This is not true in general. The polynomial $x^2+1$ has more than two zeroes over the quaternions $\mathbb{H}$, but is not identical zero. I suppose you assume implicitly that the domain is a field ? Over a field every nonzero polynomial of degree $n$ has at most $n$ zeroes, see here. The proof uses the Vandermonde matrix. Hence if a quadratic polynomial has more than two roots it must be identically zero.

Answer 3

Here's a more elementary proof.

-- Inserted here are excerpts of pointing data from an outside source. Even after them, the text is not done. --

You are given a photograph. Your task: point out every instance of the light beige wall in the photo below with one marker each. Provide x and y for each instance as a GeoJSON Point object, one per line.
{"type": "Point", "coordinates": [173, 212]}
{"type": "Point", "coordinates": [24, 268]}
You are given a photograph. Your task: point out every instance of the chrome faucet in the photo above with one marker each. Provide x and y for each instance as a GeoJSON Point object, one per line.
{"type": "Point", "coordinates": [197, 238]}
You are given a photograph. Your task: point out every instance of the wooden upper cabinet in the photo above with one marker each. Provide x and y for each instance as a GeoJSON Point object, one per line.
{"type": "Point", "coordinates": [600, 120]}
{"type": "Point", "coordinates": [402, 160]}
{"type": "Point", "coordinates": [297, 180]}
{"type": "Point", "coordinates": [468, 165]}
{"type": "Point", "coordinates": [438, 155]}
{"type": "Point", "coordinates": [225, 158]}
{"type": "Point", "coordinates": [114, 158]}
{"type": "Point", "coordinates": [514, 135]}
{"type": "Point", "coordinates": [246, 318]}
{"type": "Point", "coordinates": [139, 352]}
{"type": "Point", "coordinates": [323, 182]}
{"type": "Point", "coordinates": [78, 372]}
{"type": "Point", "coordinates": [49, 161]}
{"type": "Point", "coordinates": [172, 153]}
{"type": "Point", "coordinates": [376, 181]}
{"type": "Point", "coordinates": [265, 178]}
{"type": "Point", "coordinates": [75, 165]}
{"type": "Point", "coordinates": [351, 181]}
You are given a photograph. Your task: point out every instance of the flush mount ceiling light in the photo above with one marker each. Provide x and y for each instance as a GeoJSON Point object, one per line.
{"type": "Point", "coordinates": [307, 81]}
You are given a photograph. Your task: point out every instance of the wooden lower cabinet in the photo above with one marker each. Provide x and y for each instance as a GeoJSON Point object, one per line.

It's more cumbersome than other answers here, but it gets the job done...

Assume there are three distinct roots of your quadratic $r_1, r_2, r_3$. Then we have \begin{align*} ar_1^2 + br_1 + c &= 0\\ ar_2^2 + br_2 + c &= 0\\ ar_3^2 + br_3 + c &= 0 \end{align*} Subtracting the second equation from the first, we get $a(r_1^2 - r_2^2) + b(r_1-r_2) = 0$, which implies $(r_1-r-2)[a(r_1+r_2)+b] = 0$. Doing the same thing with the first and third equation, we get the system \begin{align*} (r_1-r-2)[a(r_1+r_2)+b] &= 0 \\ (r_1-r-3)[a(r_1+r_3)+b] &= 0 \end{align*} Since $r_1,r_2,r_3$ are unequal, this implies \begin{align*} a(r_1+r_2)+b &= 0 \\ a(r_1+r_3)+b &= 0 \end{align*} Subtracting the first equation from the second, we get $a(r_1-r_3) = 0$. Since $r_1 \not= r_3$, we have $a=0$. Which is huge. Plugging this back into the system at the top, we have \begin{align*} br_1 + c &= 0\\ br_2 + c &= 0\\ br_3 + c &= 0 \end{align*} If we had $b\not= 0$, this would imply $\frac{-c}{b} = r_1 = r_2 = r_3$, which is a clear contradiction. Therefore, $b = 0$, and we are left with $c=0$. Therefore, we have shown $a=b=c=0$.